Helen Morgan was granted a Westminster Hall debate today on the reopening of the railway from Gobowen to Oswestry.
BBC News gives the background to it:
The restoration of the link was approved last year as part of the Restoring Your Railway fund, but the new government confirmed it was cancelling the scheme.
That initiative would have funded 38 railway projects in total.
Chancellor Rachel Reeves has said the cuts were needed to address a £21.9bn black hole in public finances and the Department for Transport would assess each individual project as part of a review.
The previous government had announced in October the Oswestry scheme would be fully funded to completion.
Helen, the Liberal Democrat MP for North Shropshire, made the case for reopening in her debate:
Poor public transport removes opportunity. It hinders young people, limiting their options for further and higher education and restricting their access to culture and leisure. In short, barriers to mobility are barriers to social mobility. During a recent visit to the jobcentre in Oswestry, the brilliant staff there told me that the No. 1 barrier to people accessing work is poor public transport.

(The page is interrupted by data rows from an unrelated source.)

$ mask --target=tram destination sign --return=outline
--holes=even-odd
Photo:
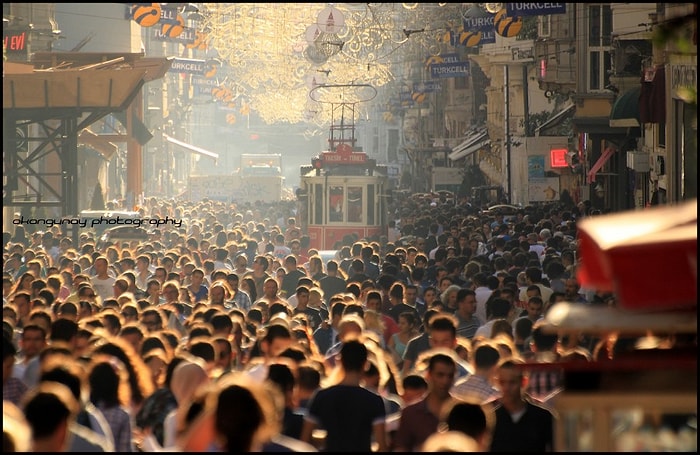
[[[367,163],[367,154],[323,152],[321,159],[328,164],[365,164]]]

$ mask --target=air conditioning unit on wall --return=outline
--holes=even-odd
[[[649,172],[649,153],[630,150],[627,152],[627,167],[635,172]]]

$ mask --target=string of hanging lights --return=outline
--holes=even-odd
[[[203,5],[208,46],[228,68],[223,85],[269,124],[328,123],[328,109],[309,99],[316,85],[382,87],[404,70],[403,52],[438,55],[460,17],[460,4]]]

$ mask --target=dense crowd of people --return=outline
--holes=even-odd
[[[182,224],[4,233],[5,451],[549,451],[561,372],[529,365],[612,352],[542,330],[614,302],[576,279],[584,203],[409,200],[331,260],[291,202],[139,210]]]

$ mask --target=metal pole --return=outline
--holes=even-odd
[[[503,88],[505,98],[505,130],[506,130],[506,191],[508,194],[508,203],[512,203],[511,191],[511,171],[510,171],[510,89],[508,88],[508,65],[503,65]]]

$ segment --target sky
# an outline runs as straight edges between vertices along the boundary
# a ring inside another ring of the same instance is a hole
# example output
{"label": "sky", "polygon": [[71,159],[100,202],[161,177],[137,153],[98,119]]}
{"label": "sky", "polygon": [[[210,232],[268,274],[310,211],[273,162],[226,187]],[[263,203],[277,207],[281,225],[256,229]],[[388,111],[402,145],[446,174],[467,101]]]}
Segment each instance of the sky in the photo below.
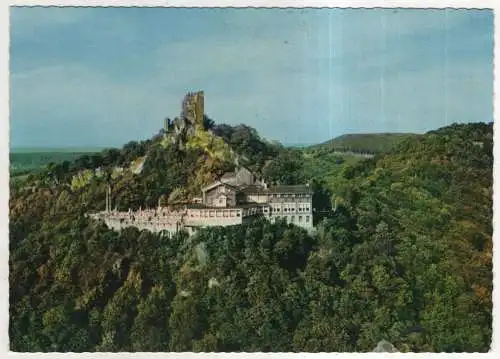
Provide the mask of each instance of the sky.
{"label": "sky", "polygon": [[184,94],[285,144],[493,121],[493,12],[11,8],[10,146],[121,146]]}

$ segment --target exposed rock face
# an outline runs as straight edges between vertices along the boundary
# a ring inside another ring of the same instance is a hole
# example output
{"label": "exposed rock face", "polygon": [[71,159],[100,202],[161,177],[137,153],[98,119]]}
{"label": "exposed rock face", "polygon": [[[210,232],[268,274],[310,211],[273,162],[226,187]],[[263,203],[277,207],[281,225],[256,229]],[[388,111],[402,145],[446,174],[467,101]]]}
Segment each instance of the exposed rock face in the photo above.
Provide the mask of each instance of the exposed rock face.
{"label": "exposed rock face", "polygon": [[182,101],[181,118],[187,119],[190,124],[203,126],[205,111],[205,95],[203,91],[188,93]]}
{"label": "exposed rock face", "polygon": [[[197,128],[203,128],[205,96],[203,91],[188,93],[182,101],[181,116],[173,121],[172,143],[179,149],[185,148],[188,138],[193,137]],[[167,124],[170,127],[170,123]]]}
{"label": "exposed rock face", "polygon": [[387,340],[381,340],[378,342],[375,349],[373,349],[375,353],[399,353],[399,350],[396,349],[394,345],[389,343]]}

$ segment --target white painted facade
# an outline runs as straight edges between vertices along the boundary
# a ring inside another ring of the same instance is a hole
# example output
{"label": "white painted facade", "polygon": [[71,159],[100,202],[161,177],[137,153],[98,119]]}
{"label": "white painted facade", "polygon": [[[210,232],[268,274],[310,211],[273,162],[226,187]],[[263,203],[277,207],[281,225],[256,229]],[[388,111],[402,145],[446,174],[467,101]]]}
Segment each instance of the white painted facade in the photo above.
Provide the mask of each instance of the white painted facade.
{"label": "white painted facade", "polygon": [[[244,183],[238,182],[243,179]],[[285,220],[305,229],[313,228],[312,191],[308,186],[279,186],[268,188],[254,184],[248,170],[226,176],[231,184],[217,181],[202,189],[200,198],[183,208],[158,207],[139,211],[111,211],[111,192],[106,196],[106,211],[91,215],[104,220],[108,227],[121,230],[134,226],[151,232],[179,230],[193,233],[197,228],[234,226],[247,218],[263,216],[275,222]]]}

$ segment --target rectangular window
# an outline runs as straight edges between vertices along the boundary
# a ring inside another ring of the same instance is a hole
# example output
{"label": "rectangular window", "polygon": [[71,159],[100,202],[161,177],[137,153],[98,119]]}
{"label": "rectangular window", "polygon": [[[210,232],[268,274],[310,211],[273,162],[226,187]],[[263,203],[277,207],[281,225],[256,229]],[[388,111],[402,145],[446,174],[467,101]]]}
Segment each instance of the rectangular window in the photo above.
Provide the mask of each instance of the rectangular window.
{"label": "rectangular window", "polygon": [[306,207],[306,212],[309,212],[309,207]]}
{"label": "rectangular window", "polygon": [[309,222],[309,216],[306,216],[306,222]]}
{"label": "rectangular window", "polygon": [[295,222],[295,216],[292,216],[291,221]]}
{"label": "rectangular window", "polygon": [[302,222],[302,216],[299,216],[299,222]]}

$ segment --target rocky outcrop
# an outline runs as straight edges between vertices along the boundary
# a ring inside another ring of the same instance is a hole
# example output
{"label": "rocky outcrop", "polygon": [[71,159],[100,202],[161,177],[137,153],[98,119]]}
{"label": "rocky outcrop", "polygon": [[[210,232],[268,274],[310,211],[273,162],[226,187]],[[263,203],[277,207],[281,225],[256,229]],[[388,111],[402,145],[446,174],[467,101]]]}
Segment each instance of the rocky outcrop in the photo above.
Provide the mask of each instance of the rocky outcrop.
{"label": "rocky outcrop", "polygon": [[399,350],[397,350],[396,347],[387,340],[379,341],[375,349],[372,351],[374,353],[399,353]]}
{"label": "rocky outcrop", "polygon": [[188,93],[182,101],[180,117],[174,119],[173,123],[168,121],[167,133],[170,142],[180,150],[184,150],[189,138],[196,135],[197,130],[203,129],[203,117],[205,111],[205,98],[203,91]]}
{"label": "rocky outcrop", "polygon": [[189,121],[194,126],[203,126],[205,114],[205,95],[203,91],[190,92],[182,101],[181,118]]}

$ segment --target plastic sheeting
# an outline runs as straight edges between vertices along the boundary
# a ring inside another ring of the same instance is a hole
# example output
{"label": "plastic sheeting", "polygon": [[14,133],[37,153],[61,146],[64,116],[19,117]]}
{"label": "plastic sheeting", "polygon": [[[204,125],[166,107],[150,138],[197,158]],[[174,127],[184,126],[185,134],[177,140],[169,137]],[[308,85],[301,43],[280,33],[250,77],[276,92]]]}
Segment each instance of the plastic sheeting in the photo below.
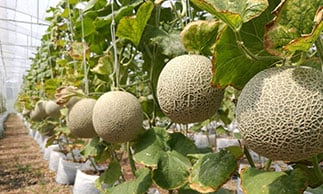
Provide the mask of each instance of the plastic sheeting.
{"label": "plastic sheeting", "polygon": [[[30,57],[47,29],[46,10],[59,0],[0,0],[0,94],[12,112]],[[2,99],[3,100],[3,99]],[[1,104],[1,103],[0,103]]]}

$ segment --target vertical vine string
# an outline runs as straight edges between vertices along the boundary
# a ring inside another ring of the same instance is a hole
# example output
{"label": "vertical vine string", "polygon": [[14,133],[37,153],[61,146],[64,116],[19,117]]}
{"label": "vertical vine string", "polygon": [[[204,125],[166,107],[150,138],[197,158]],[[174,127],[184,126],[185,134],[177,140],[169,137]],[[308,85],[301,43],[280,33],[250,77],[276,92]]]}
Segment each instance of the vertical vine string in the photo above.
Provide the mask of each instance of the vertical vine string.
{"label": "vertical vine string", "polygon": [[118,48],[117,48],[117,42],[116,42],[116,21],[114,16],[114,0],[111,0],[111,16],[112,16],[112,22],[110,26],[111,30],[111,44],[113,48],[113,75],[115,75],[115,83],[114,87],[119,89],[119,62],[118,62]]}
{"label": "vertical vine string", "polygon": [[82,67],[84,73],[84,93],[86,96],[89,95],[89,79],[88,79],[88,70],[87,70],[87,61],[86,61],[86,50],[87,45],[84,39],[84,20],[83,20],[83,11],[80,10],[80,19],[81,19],[81,30],[82,30]]}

Meanwhile, I have spoken to businesses in Oswestry that have reported real difficulties in recruiting. They need to be able to attract people to work from a much wider area than Oswestry and not just those who have access to a private car. That means we are in the ridiculous situation where employers cannot recruit and jobseekers cannot find jobs to match their skills because of the same problem of poor public transport.
In reply the transport minister Lillian Greenwood talked about the "£21.9bn black hole" and bus networks.
It's true the last government's Restoring Your Railway fund, which was talked up as a way of "undoing Beeching" by the ultras in a fit of nostalgic post-referendum euphoria, was never properly financed. But this government comes across as having little idea of how to achieve the growth it talks about beyond a promise of "stability".
And good public transport services look like a way of promoting growth rather than an obstacle to it.